N. Lincoln Hanks, associate professor of music and lead faculty representative of the Mary Pickford Foundation Music Project, who himself was a student of the classical style, believes that the student composers involved in the project are leading the charge as the genre experiences a paradigm shift.
“The future of classical music is finding different ways to put music in people’s lives,” he says. “I think this is a place where we can show our students that we can make classical music work outside, we can do it with film, and we can put it in front of people that might have never thought about coming to a classical music experience.”
Mary Pickford Foundation director Henry Stotsenberg explains that, though the compositions are within the classical training arena, they go beyond the expected sound. “They’re a little more edgy,” he says. “It’s the kind of sound that will appeal to the non-classical ear, to that 20-year-old who doesn’t really understand or is not familiar with classical music. We hope the audience heard this and thought, ‘This is really cool. I really liked what I heard and saw.’”
Elaina Archer, director of archive and legacy at the Pickford Foundation and expert in “all-things-Mary” enthuses, “She would love this! She liked to support things that were active. She didn’t just want to write a check. She liked to be involved in people’s lives. She wanted to help young people, educate young people. She wanted people to benefit from what she had learned, so this project is a perfect example of Mary’s vision.”
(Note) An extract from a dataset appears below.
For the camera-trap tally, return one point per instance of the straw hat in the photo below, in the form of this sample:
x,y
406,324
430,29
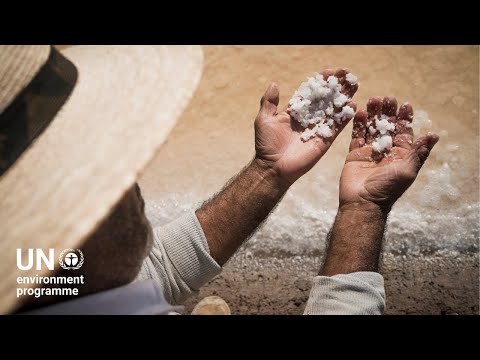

“These days a conservatory experience for an instrumentalist or a vocalist is old-fashioned and short sighted,” continues Hanks, who taught and mentored the composition students throughout the entire process.
“Students need to be exposed to a million different opportunities to make music and to put music in front of people in different ways. Pepperdine students are exposed to opera and chamber music and this is just another great experience in a different kind of way, working with the medium of film, which teaches them a different set of skills that they’ve never had before.”